Continuing the OT...
Backing information for this assertion (the second half your statement)?
As long as we're staying off topic . . . If you are interested in all things payroll tax you can start at the wikipedia page (http://en.wikipedia.org/wiki/Payroll_tax) and then dig into the complexities of each country (in particular the required employer contribution for various social insurance schemes).
The notes below exclude income tax and "safety net" withholding that employees are required to pay (employee contributions) and look at "safety net" contributions that the employer makes on behalf of the employee (employer contributions). I also do not include other required people expenses that might be incurred in each locale such as sick pay, vacation time, mandatory allowance schemes, etc.
In the US the employer contribution is 6.2% up to $106,800 for Social Security plus 1.45% on all wages for Medicare. In addition, there are state and federal unemployment taxes that are a little more complex (FUTA/SUTA) so we will ignore as it is usually less than 1% over the full salary.
**Note** Many US employers purchase health insurance on behalf of their employees whereas other countries have nationalized insurance that is paid in the form of government payroll taxes. I don't know Tesla's health insurance premiums, nor what they pay on the employee's behalf, but according to the BLS, private sector employers paid an average of 7.6% for health benefits. Call the all in rate for the US 16%.

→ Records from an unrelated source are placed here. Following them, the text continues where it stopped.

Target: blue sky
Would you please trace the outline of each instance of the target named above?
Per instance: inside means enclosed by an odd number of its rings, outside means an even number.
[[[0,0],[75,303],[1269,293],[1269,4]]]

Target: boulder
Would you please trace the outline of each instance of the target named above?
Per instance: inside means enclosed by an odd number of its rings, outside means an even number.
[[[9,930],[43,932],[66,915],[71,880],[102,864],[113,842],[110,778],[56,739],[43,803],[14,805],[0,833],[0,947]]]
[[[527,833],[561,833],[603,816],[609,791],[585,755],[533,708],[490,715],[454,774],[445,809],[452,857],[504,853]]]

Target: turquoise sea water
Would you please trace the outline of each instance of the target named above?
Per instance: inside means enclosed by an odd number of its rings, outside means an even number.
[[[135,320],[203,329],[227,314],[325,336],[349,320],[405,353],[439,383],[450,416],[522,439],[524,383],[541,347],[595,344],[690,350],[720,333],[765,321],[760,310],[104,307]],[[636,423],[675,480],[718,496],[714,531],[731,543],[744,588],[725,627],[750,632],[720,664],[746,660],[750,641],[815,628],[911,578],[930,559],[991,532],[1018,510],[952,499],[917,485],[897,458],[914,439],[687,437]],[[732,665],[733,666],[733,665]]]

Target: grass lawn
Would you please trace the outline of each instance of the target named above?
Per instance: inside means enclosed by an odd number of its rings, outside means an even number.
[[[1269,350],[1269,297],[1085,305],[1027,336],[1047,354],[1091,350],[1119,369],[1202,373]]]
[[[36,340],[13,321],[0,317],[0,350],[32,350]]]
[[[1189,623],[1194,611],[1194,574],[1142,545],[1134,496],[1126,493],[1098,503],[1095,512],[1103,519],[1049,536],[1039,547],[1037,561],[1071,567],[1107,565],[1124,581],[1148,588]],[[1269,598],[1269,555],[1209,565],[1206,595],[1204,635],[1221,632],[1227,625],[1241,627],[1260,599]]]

In Germany the overall employer contribution is closer to 22% and is somewhat complex.
Brazil requires employers to contribute 20% of total payroll for social security.
Don't even go to France, it's well north of 30%.
The UK is incredibly complex with their national insurance coverage, allowances, maternity, sick pay, etc but suffice it to say that it's higher than the US (feel free to research if you like).
While this is just a smattering of countries, you get the picture. The US is indeed lower (and significantly lower in some cases when you adjust for differing vacation and sick pay rules). As a rule, emerging economies tend to have lower employer contributions than established economies.
UK: Import Duty and 20% VAT
I hope (not much...) that the UK price will be a Pound sterling amount lower than the $ amount (No exchange rate) but I don't hold my breath.
60KWH 80KHW Perf
Price 59,900 69,900 84,900
Options 10,200 10,200 7,200
Taxes 7,010 8,010 9,210
Total 77,110 88,110 101,310
Deposit -5,000 -5,000 -5,000
Federal -7,500 -7,500 -7,500
State -4,000 -4,000 -4,000
TradeIn -18,000 -18,000 -18,000
TSLA@(34) -13,600 -13,600 -13,600
Loan Amt 29,010 40,010 53,210
Wife says we can have a 50K loan balance when all said and done. What should we do? I was planning on 60KWH the whole time but now thinking of moving up. I drive 5-10 miles per day, might need to charge once per week.